DomainError detected in the user `f` function. This occurs when the domain of a function is violated.
For example, `log(-1.0)` is undefined because `log` of a real number is defined to only output real
numbers, but `log` of a negative number is complex valued and therefore Julia throws a DomainError
by default. Cases to be aware of include:

* `log(x)`, `sqrt(x)`, `cbrt(x)`, etc. where `x<0`
* `x^y` for `x<0` floating point `y` (example: `(-1.0)^(1/2) == im`)

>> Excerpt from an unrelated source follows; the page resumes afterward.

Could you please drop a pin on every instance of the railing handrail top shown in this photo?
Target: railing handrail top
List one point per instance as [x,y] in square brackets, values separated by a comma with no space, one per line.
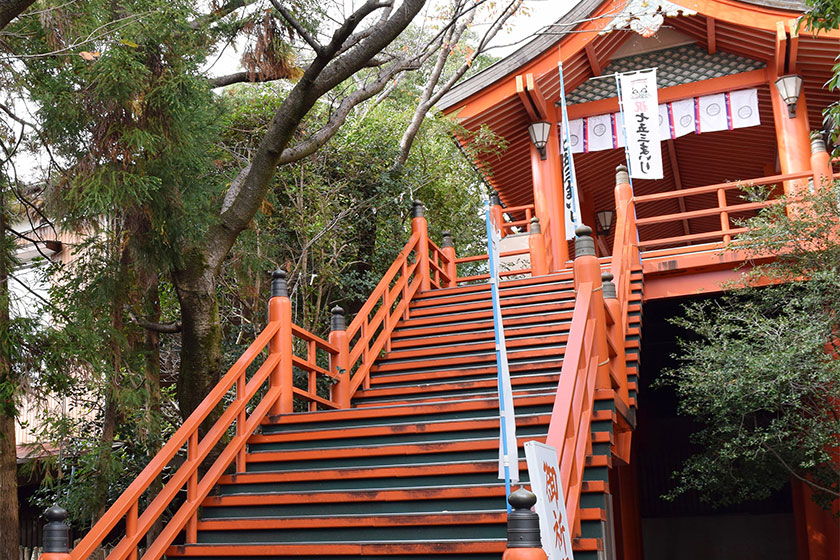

Within the context of SciML, this error can occur within the solver process even if the domain constraint
would not be violated in the solution due to adaptivity. For example, an ODE solver or optimization
routine may check a step at `new_u` which violates the domain constraint, and if violated reject the
step and use a smaller `dt`. However, the throwing of this error will have halted the solving process.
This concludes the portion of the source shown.